The good thing about it was that this guy was a chef and a caterer primarily and he hated having to run a bakery, hated his partner and HATED dealing with the customers. So we, the workers, were allowed to influct the punishment we saw fit on anyone that made our job harder.
For example, there was a whiny office girl that always ordered a bunch of items for delivery and then, without fail, called back and complained about what we sent her. One day, my boss happened to get her on the phone, and got so pissed that he cut off not only her, not only her entire office, but the whole entire BUILDING from getting deliveries. And if someone called for a delivery, we were to inform them that the whole building was cut off due to Sally in Smith Company on the fifth floor being a bitch.
I worked for Hardee’s too - started when I was 14. The one I was working at was bought by Marriot, who also owned Roy Rogers. They closed it and shipped all the emplyees to the Roy Rogers down the road, then converted the Roys to a Hardee’s, then converted it back… last time I was back there, it was a Boston Market.
My first full-time (40+ hours/week) job was for a landscaping company just outside Annapolis, Maryland. We did plantings, lawn care, and landscaping maintenance, but my favorite part of the job (and I believe the most profitable part of the business) was laying concrete pavers. We did driveways, patios, walkways, etc. We had a big job in the Naval Academy Stadium about 10 years ago - we put in a walkway around the clubhouses at the end of the field that said “GO NAVY” in the middle in contrasting colored bricks.

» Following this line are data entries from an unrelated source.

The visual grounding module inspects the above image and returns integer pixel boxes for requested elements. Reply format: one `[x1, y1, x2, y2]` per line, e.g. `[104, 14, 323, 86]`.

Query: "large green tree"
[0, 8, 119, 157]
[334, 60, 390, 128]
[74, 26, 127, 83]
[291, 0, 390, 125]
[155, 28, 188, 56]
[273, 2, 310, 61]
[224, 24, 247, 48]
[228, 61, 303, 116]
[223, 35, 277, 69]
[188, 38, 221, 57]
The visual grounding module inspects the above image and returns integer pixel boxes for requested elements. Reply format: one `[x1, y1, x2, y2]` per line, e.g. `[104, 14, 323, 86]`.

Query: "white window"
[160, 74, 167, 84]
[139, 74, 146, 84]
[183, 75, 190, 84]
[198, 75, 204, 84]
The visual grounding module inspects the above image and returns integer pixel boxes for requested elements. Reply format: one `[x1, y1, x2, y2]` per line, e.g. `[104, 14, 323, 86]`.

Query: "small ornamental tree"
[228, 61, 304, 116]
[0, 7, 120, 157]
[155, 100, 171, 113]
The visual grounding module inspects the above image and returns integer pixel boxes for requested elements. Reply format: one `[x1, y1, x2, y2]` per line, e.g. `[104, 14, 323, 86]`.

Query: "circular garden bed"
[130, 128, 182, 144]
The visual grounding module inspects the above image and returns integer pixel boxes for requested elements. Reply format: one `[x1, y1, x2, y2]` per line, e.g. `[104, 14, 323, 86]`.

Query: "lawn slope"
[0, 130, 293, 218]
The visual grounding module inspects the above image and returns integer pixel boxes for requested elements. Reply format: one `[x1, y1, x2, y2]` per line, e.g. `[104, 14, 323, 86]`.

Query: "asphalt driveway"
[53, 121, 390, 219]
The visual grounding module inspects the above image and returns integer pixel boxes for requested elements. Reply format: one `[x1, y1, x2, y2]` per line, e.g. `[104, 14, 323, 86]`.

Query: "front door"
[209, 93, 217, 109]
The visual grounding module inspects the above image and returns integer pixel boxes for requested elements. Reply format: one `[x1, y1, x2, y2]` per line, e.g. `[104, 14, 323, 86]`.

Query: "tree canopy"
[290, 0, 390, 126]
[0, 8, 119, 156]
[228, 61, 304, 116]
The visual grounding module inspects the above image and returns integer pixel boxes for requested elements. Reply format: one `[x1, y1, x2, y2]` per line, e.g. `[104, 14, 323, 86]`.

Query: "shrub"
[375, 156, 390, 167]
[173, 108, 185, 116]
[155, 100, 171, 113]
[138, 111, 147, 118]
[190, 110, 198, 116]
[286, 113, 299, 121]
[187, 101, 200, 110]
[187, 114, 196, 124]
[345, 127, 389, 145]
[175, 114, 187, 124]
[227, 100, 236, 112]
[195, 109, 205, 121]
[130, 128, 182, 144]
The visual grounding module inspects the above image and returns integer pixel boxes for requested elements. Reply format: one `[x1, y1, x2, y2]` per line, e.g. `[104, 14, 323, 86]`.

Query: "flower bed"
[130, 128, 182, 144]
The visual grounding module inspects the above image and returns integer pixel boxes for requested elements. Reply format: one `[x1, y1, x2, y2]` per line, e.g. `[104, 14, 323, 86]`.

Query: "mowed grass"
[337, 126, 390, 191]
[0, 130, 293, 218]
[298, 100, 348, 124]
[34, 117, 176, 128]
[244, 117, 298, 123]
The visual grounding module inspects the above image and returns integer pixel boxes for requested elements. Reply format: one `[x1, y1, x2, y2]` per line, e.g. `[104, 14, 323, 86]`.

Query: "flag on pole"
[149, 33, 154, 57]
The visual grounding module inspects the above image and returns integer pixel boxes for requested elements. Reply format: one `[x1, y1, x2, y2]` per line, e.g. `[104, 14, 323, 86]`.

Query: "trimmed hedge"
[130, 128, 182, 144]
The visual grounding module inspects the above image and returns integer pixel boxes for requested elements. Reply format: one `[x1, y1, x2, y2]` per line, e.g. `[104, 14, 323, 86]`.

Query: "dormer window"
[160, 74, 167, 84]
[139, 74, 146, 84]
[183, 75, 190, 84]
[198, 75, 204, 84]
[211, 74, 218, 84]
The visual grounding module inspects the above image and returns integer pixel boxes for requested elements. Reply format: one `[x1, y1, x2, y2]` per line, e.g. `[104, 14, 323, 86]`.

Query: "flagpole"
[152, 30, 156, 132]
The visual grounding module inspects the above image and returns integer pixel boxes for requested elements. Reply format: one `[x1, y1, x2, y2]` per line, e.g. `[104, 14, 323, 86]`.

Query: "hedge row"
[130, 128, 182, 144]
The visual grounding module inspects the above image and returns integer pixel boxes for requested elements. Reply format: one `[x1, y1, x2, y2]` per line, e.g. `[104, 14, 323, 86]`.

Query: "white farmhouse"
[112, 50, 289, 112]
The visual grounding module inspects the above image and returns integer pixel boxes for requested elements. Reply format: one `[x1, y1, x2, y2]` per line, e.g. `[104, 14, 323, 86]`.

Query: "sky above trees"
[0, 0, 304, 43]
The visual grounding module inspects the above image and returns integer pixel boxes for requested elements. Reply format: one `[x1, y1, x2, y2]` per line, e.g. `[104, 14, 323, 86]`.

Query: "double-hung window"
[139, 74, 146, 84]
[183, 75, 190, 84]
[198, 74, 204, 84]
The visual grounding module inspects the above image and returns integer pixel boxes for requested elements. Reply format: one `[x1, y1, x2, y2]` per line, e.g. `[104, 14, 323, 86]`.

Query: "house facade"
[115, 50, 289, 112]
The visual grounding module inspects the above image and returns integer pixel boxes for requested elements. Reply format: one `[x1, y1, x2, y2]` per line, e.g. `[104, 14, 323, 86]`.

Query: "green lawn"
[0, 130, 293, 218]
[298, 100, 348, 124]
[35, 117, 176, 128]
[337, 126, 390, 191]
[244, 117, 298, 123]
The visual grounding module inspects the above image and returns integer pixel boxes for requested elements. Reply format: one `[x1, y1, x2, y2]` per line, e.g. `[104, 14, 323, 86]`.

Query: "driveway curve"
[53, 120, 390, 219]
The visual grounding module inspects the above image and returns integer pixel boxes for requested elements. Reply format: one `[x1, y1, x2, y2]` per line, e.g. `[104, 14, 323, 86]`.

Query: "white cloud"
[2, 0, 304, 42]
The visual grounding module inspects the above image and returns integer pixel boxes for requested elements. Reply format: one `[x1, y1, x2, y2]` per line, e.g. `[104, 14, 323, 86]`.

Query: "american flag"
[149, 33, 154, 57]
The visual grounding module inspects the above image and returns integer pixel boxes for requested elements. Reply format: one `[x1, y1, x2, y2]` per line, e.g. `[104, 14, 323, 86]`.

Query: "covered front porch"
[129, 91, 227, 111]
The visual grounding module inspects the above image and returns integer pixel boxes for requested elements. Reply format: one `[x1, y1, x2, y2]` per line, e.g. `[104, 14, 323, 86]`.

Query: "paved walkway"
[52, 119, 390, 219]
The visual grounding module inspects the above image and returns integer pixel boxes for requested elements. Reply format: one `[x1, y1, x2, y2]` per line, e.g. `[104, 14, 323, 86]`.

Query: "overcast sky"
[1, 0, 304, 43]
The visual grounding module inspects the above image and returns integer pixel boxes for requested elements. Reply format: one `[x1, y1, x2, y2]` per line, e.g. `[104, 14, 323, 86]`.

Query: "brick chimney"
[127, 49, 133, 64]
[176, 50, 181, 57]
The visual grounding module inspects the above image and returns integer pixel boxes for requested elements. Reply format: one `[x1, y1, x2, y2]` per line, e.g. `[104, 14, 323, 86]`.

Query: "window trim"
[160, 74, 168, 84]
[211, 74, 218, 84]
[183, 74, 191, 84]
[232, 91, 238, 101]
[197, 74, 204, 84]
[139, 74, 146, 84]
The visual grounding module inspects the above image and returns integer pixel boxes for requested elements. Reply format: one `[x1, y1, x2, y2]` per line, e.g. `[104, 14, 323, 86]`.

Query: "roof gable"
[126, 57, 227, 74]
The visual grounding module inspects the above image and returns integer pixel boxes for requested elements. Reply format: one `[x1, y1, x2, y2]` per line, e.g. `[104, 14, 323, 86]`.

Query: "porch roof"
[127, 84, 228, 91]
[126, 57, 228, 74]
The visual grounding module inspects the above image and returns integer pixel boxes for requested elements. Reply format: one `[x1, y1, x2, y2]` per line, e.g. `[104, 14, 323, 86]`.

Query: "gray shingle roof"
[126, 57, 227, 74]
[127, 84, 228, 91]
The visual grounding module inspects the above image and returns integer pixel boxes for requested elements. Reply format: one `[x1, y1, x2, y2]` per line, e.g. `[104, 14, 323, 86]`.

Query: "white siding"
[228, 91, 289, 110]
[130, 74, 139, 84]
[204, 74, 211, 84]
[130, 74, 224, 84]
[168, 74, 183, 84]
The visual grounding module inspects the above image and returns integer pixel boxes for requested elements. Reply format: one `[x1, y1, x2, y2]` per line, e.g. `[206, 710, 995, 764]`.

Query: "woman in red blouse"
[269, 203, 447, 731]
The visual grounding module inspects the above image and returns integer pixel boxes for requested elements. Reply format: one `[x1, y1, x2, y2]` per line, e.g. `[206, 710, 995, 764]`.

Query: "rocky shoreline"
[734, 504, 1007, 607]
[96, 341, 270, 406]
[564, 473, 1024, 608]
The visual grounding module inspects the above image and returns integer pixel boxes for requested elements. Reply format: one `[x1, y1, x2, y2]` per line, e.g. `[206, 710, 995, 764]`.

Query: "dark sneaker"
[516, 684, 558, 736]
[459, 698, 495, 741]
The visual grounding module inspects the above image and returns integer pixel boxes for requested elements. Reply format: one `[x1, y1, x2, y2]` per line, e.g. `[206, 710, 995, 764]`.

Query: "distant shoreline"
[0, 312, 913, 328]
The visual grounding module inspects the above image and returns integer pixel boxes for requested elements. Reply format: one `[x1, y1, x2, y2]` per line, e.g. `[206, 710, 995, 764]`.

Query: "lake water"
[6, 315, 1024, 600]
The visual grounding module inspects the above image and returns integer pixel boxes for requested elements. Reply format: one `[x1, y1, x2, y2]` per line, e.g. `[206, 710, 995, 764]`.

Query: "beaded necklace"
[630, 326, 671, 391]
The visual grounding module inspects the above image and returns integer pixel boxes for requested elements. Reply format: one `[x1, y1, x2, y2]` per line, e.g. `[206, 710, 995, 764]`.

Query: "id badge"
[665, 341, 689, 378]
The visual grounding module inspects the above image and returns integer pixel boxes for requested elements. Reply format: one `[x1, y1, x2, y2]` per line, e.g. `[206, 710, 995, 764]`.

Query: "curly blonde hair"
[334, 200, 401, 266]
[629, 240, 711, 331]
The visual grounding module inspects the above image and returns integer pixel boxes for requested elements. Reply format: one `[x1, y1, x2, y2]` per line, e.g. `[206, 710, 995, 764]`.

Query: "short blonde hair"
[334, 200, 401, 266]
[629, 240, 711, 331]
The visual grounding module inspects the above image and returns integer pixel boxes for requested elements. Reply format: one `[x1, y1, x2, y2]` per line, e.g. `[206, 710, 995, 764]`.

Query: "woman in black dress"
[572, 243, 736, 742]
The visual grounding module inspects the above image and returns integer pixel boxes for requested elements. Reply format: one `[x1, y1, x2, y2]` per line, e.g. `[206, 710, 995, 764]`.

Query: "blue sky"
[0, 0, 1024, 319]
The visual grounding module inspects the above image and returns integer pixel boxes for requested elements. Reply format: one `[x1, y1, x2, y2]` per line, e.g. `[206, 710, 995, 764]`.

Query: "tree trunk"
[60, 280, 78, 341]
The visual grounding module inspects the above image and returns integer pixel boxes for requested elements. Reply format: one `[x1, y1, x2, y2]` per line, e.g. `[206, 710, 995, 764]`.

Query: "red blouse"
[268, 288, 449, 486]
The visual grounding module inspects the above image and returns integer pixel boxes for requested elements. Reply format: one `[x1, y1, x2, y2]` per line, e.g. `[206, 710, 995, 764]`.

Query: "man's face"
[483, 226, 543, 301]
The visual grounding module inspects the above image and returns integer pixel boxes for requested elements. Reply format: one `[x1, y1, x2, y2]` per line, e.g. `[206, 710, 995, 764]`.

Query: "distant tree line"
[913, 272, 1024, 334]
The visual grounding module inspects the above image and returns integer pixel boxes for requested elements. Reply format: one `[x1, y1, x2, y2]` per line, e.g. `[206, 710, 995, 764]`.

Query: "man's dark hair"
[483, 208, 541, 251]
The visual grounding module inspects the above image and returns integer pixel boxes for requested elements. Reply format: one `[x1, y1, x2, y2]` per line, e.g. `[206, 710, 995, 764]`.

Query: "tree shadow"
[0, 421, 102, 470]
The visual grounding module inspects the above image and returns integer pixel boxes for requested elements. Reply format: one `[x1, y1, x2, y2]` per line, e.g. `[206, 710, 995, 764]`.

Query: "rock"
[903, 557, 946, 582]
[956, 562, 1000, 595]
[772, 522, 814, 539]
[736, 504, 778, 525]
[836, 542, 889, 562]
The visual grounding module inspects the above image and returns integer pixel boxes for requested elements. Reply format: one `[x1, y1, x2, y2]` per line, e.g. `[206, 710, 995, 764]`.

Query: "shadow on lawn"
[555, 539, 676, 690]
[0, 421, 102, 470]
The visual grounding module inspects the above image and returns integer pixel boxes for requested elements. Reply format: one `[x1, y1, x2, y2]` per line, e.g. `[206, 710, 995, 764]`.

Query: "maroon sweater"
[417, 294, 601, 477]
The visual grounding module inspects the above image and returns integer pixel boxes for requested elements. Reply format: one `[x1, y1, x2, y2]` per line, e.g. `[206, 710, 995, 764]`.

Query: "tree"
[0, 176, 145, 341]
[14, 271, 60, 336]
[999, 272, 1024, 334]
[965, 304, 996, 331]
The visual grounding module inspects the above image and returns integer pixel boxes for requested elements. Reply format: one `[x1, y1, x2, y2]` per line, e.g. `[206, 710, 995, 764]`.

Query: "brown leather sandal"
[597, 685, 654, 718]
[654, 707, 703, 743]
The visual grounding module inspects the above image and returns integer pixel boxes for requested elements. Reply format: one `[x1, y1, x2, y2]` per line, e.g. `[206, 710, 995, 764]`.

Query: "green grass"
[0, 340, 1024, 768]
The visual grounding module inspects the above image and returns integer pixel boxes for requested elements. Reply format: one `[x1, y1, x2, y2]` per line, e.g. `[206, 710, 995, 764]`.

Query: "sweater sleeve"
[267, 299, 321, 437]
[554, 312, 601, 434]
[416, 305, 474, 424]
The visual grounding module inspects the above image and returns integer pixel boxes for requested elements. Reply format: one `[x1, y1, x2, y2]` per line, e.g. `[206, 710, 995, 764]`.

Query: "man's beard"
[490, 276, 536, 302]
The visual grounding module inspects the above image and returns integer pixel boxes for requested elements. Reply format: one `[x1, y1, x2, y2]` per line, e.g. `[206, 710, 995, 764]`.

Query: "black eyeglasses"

I worked there (summers) for four years, and my brother worked there for 4 or 5 years also (two years overlapping). I think a couple of his friends still work there.
My first job was as a lab assistant in a plasma collection center. I had to get a lab coat, so I went to a uniform shop at the local mall. This being high summer in San Diego, it was a very bright, sunny day, and when I walked into the shop my eyes took took a while to adjust to the indoor light. So while I was blundering around with my eyes still dazzled, I evidently wandered a little too close to an open dressing room where two large ladies were trying on nurses’ uniforms. One of them gasped, but the other told her, “Honey, he’s in the medical profession–he’s seen it all already.”
First job (real or otherwise) was stacking boxes on a local fruit farm the summer I turned 13. I made $3.15/hour (this was the summer of 1984). They actually had a specific name for the job - “palletizing.” The boxes weighed between 20 and 35 lbs. depending on the size of the fruit and how it was packed. Boxes were stacked onto pallets, six to a level, 10 levels high. I could only stack 9 high so one of the other guys had to do the top level for me. I did farm work every summer until I moved to Germany when I was 19. I eventually worked up to forklift driver, truck driver, and then foreman.
By the time I left I was positive that I never wanted to work in agriculture again.
And I haven’t.
My first real job was at age 16, I did phone surveying, but only for five weeks. After that it was a couple years as a cashier at K-Mart. For most of my college years I was a grader or lab assistant for various professors.